– Не-а.
– Но самое странное – я с Джастином в городе вижусь. Он в Сент-Эндрюсе работает, в педиатрии. Иногда встречаю его с друзьями в барах. Почти все они растолстели, завели детей, и все такое, но мне сразу видно: им все еще так же скучно. И это пугает. Потому что я задаюсь вопросом, чем они теперь занимаются, чтобы смеяться так, как тогда.
Повисло долгое молчание.
Люси сказала:
– Может, они повзрослели и изменились.
Люси всегда тайно надеялась, что со временем и возрастом люди становятся добрее друг к другу.
Иуда глотнул из огромной кружки черный кофе и взглянул на Люси.
– Надеюсь, что изменились. Но я видел их детей, и у них ровно такой же взгляд. Не знаю… Моя девушка считает, что я предвзято сужу, но она-то росла с приличными деньгами. Думаю, родители детям свою болезнь с генами передали. Ну, или все дело в деньгах. Не знаю… А теперь это происшествие в Спринг Мидоу. Кармайкл из нищих, так еще и психом оказался. Знаю его дядю Скотта, так тот сказал, что не может найти объяснения. У семьи определенно есть проблемы, но Скотт твердит, что пацан не был жестоким от слова совсем. Ну так какого черта тогда? А Миллер… Всегда приветливым был, когда заходил, он тоже из нормальных, несмотря на деньги. Мир у его ног был, а собственная мамаша прикончила его во сне? Боже… Что, черт возьми, происходит в этом городе? Иногда мне кажется, что прямо глобально все идет не так. Понимаете, о чем я?
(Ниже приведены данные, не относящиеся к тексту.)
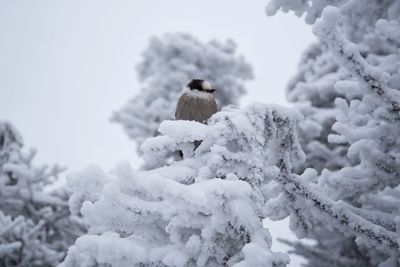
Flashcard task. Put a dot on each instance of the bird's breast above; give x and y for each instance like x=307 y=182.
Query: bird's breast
x=195 y=108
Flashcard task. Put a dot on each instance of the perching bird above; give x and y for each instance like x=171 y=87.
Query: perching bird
x=196 y=102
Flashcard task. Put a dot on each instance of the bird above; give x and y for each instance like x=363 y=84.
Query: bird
x=196 y=103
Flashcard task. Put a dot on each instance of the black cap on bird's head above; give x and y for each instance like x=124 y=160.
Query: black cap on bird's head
x=200 y=85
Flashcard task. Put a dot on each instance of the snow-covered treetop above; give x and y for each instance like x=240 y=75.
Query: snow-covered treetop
x=168 y=64
x=35 y=224
x=348 y=90
x=204 y=210
x=10 y=143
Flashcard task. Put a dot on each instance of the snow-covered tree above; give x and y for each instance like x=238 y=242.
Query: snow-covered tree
x=35 y=225
x=204 y=210
x=168 y=64
x=348 y=90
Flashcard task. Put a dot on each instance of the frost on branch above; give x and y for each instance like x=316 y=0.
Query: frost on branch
x=168 y=64
x=204 y=210
x=35 y=226
x=348 y=90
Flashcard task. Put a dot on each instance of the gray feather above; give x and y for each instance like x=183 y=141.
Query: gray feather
x=195 y=108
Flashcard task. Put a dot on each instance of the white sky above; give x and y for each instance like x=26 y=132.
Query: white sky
x=65 y=65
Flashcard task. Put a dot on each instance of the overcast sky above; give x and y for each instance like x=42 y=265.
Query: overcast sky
x=66 y=65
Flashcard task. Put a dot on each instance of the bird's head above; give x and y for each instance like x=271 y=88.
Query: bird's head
x=200 y=85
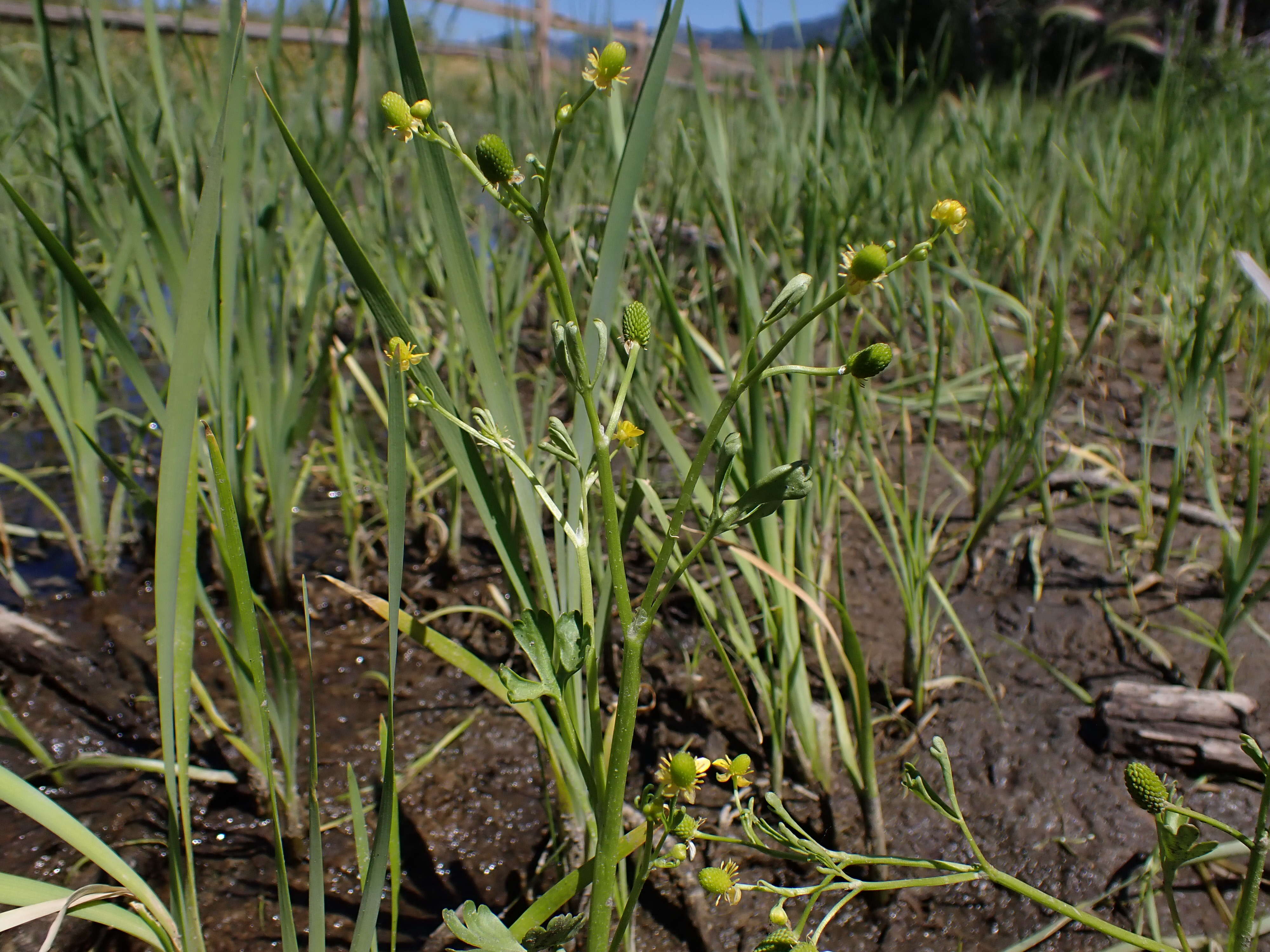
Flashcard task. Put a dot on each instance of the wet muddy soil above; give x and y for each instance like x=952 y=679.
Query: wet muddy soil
x=1045 y=803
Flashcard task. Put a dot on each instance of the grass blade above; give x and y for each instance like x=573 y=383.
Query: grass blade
x=460 y=447
x=92 y=303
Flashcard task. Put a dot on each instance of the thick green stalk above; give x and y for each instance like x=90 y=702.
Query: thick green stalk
x=634 y=634
x=739 y=387
x=1173 y=911
x=1244 y=930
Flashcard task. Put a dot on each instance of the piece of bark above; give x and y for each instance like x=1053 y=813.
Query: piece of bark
x=77 y=675
x=1189 y=728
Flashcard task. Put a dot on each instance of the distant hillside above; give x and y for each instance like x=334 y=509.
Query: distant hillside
x=783 y=36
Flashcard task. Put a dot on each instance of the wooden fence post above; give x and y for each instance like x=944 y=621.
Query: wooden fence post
x=543 y=44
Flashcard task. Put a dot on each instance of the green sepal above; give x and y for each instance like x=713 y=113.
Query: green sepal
x=521 y=690
x=557 y=932
x=784 y=484
x=481 y=929
x=918 y=785
x=572 y=639
x=788 y=300
x=728 y=449
x=535 y=634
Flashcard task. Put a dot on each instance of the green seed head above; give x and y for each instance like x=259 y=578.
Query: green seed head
x=637 y=327
x=778 y=941
x=495 y=159
x=716 y=882
x=1146 y=788
x=869 y=263
x=871 y=362
x=686 y=828
x=613 y=58
x=396 y=111
x=684 y=770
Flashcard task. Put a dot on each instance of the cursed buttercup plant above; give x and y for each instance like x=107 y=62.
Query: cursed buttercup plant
x=566 y=618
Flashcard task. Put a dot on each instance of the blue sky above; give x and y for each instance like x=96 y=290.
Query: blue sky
x=467 y=26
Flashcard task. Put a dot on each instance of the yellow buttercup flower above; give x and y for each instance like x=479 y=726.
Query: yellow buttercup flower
x=683 y=774
x=952 y=215
x=628 y=435
x=402 y=355
x=606 y=68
Хриплый влажный вой раздался у входа в магазин, и Люси и Бакет не успели ответить.
Иуда посмотрел на настенные часы, и на лице выступило встревоженное выражение, будто его из размышлений резко выдернули в реальность.
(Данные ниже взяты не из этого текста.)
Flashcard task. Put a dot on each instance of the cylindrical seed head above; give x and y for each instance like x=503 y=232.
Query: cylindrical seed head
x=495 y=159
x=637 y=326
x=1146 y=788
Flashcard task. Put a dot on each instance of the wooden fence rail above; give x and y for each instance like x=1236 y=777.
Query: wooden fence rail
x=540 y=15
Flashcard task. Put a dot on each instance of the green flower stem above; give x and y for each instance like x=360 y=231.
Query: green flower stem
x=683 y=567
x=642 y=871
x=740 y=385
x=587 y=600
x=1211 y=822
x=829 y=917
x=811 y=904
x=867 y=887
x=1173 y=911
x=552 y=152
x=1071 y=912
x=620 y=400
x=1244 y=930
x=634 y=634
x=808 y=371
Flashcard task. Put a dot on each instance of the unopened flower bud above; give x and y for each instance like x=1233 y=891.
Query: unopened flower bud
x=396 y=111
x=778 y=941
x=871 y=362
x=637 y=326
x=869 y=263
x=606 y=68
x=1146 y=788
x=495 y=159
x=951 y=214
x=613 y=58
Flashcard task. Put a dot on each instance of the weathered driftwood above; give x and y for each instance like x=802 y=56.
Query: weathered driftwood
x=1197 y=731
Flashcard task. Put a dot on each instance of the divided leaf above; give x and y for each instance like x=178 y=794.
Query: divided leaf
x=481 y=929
– Я про Бламперса забыл, твою ж мать.
– Бламперса? – спросила Люси.
– Магазинный кот. Я забыл ему укол сделать. Черт. – Иуда исчез за прилавком, а потом появился со шприцом для подкожных инъекций. – Без укола он становится раздражительным и странным. Падает отовсюду. Из-за лекарства его дерьмо пахнет жидким дымом для вяленого мяса, но всяко лучше, чем смерть.
Бламперс снова издал печальный сдавленный писк с окна, и Люси подумала о другом коте – из рассказа Иуды. Представила его последние мгновения: как он преисполнился надежды, затем растерялся, воспарил в воздух и разбился.
А потом его убили.
Рука с камнем замахивается и ухает вниз.
Учебники с грохотом падают на пол.
Крики и фиолетовый дым. Стрельба и кровь.
Тревога усилилась. Сердце учащенно забилось, кожа на груди и лице запылала.
Что случилось в тот день? Что я видела?
Иуда посмотрел на нее:
– С тобой все в порядке?
– Да… Я в порядке.
Но это была ложь, и Люси чувствовала, как к глазам подступают слезы, и она осознала, что если начнет плакать, то, возможно, еще долго не сможет остановиться, а потому выбежала из «Эксчейнджа» на прохладный вечерний воздух.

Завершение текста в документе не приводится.